Do you consider your campaign to be part of that democratic-socialist electoral movement?
I certainly do and I’m proud to say it.
When we were kids, socialism was a bad word associated with dictatorships. What we’ve seen over the last five or so years, in large part thanks to Bernie Sanders and all the grassroots organizing that’s gone into making him a national political leader, is that socialism has become something that even mainstream progressives identify with. It means things like universal health care, quality public education for everyone, great housing for everyone.
Those are values that are really mainstream today. Thirty years ago, even people who supported those values and policies to achieve them wouldn’t have been comfortable identifying them with socialism. That’s not the case anymore.
I’m a big believer in democratic process for social movements. One of the downsides is that it can be a painstaking, incremental process. But I think it’s the most powerful way to make effective change. If we are willing to do the difficult slow work of building movements, and the democratic work of entrusting those movements inform and drive political change, then we will end up in a better place than if a few people just tried to change things on their own.

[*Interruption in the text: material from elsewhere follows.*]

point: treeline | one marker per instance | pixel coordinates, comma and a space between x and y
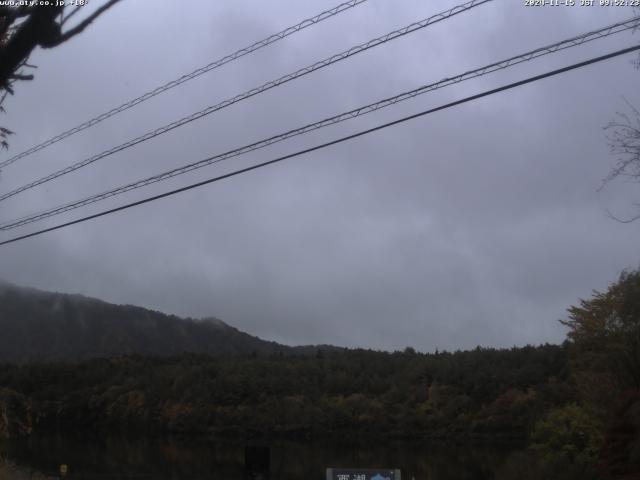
353, 393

Why does this approach strike you as more promising than the armed struggle or insurrectionary strategy that landed your parents behind bars?
It’s much longer lasting, it’s much more stable, and it’s much more democratic. There are lots of models for social change, and obviously there have been revolutions that have succeeded on their own terms using armed struggle in different moments in history, from the American Revolution to the Cuban Revolution.

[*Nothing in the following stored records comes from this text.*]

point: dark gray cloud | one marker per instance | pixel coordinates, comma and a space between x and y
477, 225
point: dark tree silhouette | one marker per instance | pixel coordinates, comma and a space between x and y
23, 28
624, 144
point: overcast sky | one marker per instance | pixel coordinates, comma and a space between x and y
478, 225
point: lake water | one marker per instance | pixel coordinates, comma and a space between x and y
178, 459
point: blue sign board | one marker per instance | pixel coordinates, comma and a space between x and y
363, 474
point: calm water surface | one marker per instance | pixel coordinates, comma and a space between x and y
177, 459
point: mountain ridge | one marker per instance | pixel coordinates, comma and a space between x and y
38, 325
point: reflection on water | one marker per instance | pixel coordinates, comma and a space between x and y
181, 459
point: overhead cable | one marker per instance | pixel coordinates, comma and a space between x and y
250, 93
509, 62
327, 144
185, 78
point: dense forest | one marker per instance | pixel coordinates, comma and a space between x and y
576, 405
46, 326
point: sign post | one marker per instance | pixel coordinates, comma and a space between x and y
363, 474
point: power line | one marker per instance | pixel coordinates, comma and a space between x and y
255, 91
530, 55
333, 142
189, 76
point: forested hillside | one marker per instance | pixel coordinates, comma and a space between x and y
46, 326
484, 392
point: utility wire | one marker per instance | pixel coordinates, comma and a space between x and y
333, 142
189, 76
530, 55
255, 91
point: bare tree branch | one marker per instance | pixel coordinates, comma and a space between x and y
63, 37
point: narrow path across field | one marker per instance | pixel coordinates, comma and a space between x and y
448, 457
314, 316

But I think in the world we live in today, we have powerful tools at our fingertips for mobilizing people from all different communities. This puts us in a uniquely strong position to say that mass education, mass involvement, and mass empowerment are how we’re going to not just create change, but defend and continue to grow that change into a world that we’re all proud to be part of.
In my own first foray into electoral politics, I know that no matter how well-intentioned I am, no matter how clear-eyed I am and what my values and goals and principles are, the challenges after I win are going to be very significant. And I’m not going to be able to do it alone. I’m going to need organizers. I’m going to need political pressure from the movements.
All too often, people mobilize around an individual charismatic leader and then once that person gets elected, they go back to life as usual and stop paying attention. And unfortunately private interests, conservative groups, and corporations are still paying attention. They’re still putting political pressure on politicians, and there’s tremendous entrenched institutional pressure to defend the status quo. If you want change, it’s not enough to elect someone who promises change. You have to keep organizing for it and pushing the people who’ve been elected to do the right thing.
And it’s not just that my campaign needs movements. I also think of it as strengthening a movement for criminal justice reform here in San Francisco. I’m running to win and we’ve got a lot of momentum, and I think we can do a tremendous amount of good for the city and the country once we win. But I also know that by running a grassroots campaign, we’re getting people involved, we’re educating people on the issues, we’re pulling all the other candidates to the left, and we’re redefining the way people think about criminal justice and public safety.